On the alleged damages and the alleged causal link, the GC only accepted to acknowledge the existing link between the infringement of the obligation to adjudicate within a reasonable time in Case T 82/08 and the occurrence of the damages sustained by the applicant as a result of its having paid bank guarantee costs during the period in which the reasonable time for adjudication was exceeded. The damages were estimated at EUR 654 523.43, which was adjusted for compensatory interest. However, the GC did not accept the non-material damages invoked by the applicant since the latter did not prove that the infringement of the obligation to adjudicate within a reasonable time in Case T 82/08 was such as to damage its reputation.

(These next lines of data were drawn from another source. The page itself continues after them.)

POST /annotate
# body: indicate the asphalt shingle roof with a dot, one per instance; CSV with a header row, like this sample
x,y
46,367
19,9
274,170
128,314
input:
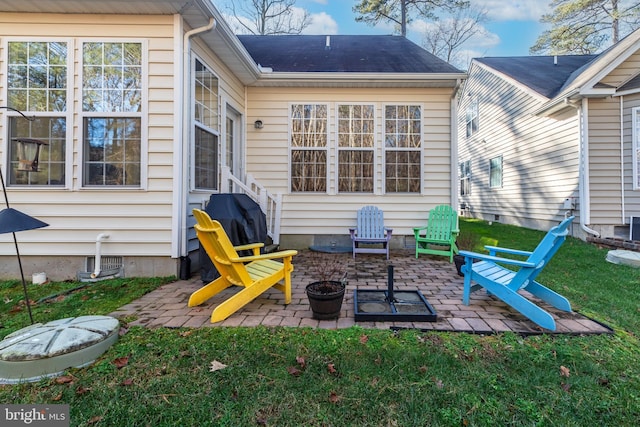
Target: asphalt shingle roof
x,y
345,54
546,75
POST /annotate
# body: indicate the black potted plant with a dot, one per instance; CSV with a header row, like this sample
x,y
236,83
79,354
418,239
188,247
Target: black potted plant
x,y
466,241
326,293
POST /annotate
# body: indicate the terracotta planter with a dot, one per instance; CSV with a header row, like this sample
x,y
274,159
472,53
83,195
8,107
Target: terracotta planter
x,y
325,299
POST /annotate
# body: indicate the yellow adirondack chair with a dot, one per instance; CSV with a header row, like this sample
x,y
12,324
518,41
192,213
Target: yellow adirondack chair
x,y
439,235
255,273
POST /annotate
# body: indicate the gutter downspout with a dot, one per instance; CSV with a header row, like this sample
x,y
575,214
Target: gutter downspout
x,y
182,183
622,194
98,257
583,178
454,147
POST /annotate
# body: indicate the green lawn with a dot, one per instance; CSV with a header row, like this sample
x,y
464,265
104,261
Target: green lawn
x,y
355,377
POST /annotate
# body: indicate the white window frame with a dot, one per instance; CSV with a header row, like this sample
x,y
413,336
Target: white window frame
x,y
465,178
373,149
67,114
491,169
385,149
197,124
291,148
635,144
142,115
472,115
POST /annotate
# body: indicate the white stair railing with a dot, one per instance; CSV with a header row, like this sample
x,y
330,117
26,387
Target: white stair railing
x,y
271,204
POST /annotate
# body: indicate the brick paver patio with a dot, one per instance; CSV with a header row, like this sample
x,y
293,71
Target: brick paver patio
x,y
434,277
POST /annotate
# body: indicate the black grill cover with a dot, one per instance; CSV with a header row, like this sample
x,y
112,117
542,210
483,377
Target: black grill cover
x,y
242,220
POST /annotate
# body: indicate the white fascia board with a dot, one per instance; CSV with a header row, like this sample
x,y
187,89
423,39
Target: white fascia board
x,y
446,79
526,89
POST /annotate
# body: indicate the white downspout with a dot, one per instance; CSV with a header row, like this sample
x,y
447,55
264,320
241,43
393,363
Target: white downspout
x,y
583,170
97,262
622,194
182,151
455,179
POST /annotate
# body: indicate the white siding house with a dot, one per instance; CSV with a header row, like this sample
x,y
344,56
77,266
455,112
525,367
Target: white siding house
x,y
553,135
144,104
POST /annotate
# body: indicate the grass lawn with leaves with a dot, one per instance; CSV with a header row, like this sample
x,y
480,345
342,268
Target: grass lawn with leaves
x,y
356,377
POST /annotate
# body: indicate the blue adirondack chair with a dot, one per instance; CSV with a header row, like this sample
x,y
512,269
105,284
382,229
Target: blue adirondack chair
x,y
505,283
370,232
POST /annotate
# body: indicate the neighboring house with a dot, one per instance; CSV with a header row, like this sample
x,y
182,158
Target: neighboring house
x,y
146,105
540,137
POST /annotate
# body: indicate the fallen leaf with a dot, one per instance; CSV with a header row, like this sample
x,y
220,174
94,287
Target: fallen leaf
x,y
120,362
294,371
65,379
216,366
301,361
82,390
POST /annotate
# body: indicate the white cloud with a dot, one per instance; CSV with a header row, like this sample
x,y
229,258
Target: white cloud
x,y
321,23
513,10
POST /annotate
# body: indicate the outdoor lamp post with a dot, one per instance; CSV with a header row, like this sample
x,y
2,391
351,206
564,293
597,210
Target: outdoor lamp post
x,y
12,220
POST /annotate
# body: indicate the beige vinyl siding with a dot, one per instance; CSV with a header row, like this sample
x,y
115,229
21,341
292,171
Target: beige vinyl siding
x,y
604,161
540,154
231,91
137,220
317,214
631,196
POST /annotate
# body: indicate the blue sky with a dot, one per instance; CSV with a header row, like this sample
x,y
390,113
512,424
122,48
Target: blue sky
x,y
512,28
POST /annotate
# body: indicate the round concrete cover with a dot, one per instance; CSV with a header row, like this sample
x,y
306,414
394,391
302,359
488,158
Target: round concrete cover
x,y
45,350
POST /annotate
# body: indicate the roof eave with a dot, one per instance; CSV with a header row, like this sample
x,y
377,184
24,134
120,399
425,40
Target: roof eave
x,y
558,103
365,79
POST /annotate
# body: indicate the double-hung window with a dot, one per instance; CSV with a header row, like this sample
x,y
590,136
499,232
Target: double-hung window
x,y
205,103
112,78
465,177
37,82
471,118
635,135
308,147
355,148
495,172
402,148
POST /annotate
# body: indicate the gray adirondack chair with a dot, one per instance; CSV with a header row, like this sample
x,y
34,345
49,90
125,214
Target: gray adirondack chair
x,y
370,236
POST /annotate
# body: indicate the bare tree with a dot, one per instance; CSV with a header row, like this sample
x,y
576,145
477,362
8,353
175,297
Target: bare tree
x,y
586,26
399,11
269,17
446,36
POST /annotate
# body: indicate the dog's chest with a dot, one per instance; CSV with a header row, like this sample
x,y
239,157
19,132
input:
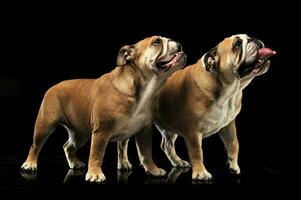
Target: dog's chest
x,y
142,114
219,116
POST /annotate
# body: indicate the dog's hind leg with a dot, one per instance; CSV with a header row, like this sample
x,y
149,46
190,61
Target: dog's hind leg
x,y
168,146
74,142
47,120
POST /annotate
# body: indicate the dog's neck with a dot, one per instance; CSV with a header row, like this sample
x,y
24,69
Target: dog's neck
x,y
219,90
150,91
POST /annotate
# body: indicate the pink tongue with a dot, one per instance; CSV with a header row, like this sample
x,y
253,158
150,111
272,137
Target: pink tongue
x,y
265,53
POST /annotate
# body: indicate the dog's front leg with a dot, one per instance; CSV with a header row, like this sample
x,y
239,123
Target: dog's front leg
x,y
194,145
98,146
144,147
123,161
229,138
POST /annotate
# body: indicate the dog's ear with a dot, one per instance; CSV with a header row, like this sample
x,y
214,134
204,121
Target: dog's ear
x,y
126,53
209,59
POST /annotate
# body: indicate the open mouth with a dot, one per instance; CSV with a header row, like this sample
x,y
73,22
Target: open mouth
x,y
170,62
261,62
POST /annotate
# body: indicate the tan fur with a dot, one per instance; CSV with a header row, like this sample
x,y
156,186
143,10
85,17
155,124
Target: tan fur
x,y
106,108
204,99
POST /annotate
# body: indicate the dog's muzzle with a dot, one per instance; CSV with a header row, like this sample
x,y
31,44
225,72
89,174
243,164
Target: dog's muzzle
x,y
260,63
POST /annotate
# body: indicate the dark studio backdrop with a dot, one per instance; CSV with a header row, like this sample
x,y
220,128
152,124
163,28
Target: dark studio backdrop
x,y
41,47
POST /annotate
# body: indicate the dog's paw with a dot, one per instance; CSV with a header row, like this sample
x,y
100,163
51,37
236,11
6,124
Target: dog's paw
x,y
201,175
29,165
234,168
77,164
96,177
180,164
124,165
156,172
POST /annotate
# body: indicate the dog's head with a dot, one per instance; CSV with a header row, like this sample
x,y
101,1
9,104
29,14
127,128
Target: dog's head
x,y
156,54
239,56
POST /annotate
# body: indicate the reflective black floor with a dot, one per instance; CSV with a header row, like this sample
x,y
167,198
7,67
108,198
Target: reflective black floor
x,y
54,171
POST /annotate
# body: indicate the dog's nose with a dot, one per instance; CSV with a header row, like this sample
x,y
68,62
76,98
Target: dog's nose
x,y
179,46
256,41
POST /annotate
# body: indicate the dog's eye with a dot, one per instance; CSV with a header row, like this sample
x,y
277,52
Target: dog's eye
x,y
157,42
238,44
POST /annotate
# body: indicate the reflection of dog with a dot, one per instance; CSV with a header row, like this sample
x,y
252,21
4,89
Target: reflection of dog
x,y
72,174
171,178
205,98
110,108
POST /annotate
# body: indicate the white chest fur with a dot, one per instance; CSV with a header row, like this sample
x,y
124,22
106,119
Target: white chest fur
x,y
220,115
142,114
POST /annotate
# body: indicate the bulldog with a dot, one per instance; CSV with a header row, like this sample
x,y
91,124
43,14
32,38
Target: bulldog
x,y
113,107
205,98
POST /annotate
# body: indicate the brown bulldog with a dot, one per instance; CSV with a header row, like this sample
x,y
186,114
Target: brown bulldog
x,y
110,108
205,98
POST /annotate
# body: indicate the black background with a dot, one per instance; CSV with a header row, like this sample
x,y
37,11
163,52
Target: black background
x,y
45,44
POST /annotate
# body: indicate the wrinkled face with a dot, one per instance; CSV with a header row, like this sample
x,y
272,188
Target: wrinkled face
x,y
241,56
157,55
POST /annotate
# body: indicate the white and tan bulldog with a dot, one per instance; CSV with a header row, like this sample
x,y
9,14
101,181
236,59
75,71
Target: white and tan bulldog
x,y
110,108
205,98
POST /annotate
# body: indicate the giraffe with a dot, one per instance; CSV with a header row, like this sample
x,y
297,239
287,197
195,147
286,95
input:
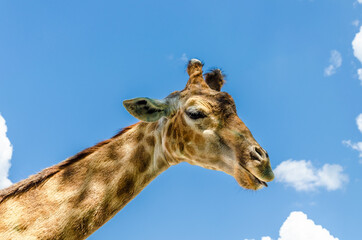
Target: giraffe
x,y
198,125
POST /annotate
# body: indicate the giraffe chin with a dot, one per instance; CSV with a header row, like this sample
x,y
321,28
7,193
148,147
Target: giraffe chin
x,y
247,180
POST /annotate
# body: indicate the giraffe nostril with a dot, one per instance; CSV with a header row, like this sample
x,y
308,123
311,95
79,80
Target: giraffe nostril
x,y
259,151
258,154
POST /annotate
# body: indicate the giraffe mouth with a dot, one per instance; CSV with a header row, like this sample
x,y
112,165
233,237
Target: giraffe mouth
x,y
254,178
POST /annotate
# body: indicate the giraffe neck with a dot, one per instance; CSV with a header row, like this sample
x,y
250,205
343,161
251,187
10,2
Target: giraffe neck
x,y
80,198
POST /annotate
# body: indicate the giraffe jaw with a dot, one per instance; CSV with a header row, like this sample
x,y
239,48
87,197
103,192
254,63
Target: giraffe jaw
x,y
248,180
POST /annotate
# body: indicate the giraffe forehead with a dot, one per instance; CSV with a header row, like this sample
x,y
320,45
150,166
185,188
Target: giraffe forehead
x,y
219,101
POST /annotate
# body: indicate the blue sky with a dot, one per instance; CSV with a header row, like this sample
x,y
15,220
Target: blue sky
x,y
66,66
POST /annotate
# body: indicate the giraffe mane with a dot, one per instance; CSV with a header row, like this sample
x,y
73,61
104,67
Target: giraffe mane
x,y
41,177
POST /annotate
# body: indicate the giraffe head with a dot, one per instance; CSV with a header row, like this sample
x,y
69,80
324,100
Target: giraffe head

NoteworthyThe present case follows the ruling in Gascogne (T-577/14) and Kendrion (T-479/14) where the GC also ordered the EU to pay compensation because of the excessive length of the proceedings before the ECJ. Although the sum of damages accorded is significant and shows the material impact that long judicial proceedings can have on undertakings, the amount obviously pales in comparison to the fine of € 148 million imposed by the European Commission (0.4%). The comparison offers a reminder of how high fines for competition law infringements can be, their calculation being based on the companies’ turnover on the market concerned. Nonetheless, the award of damages demonstrates that the General Court must process cases within a reasonable time.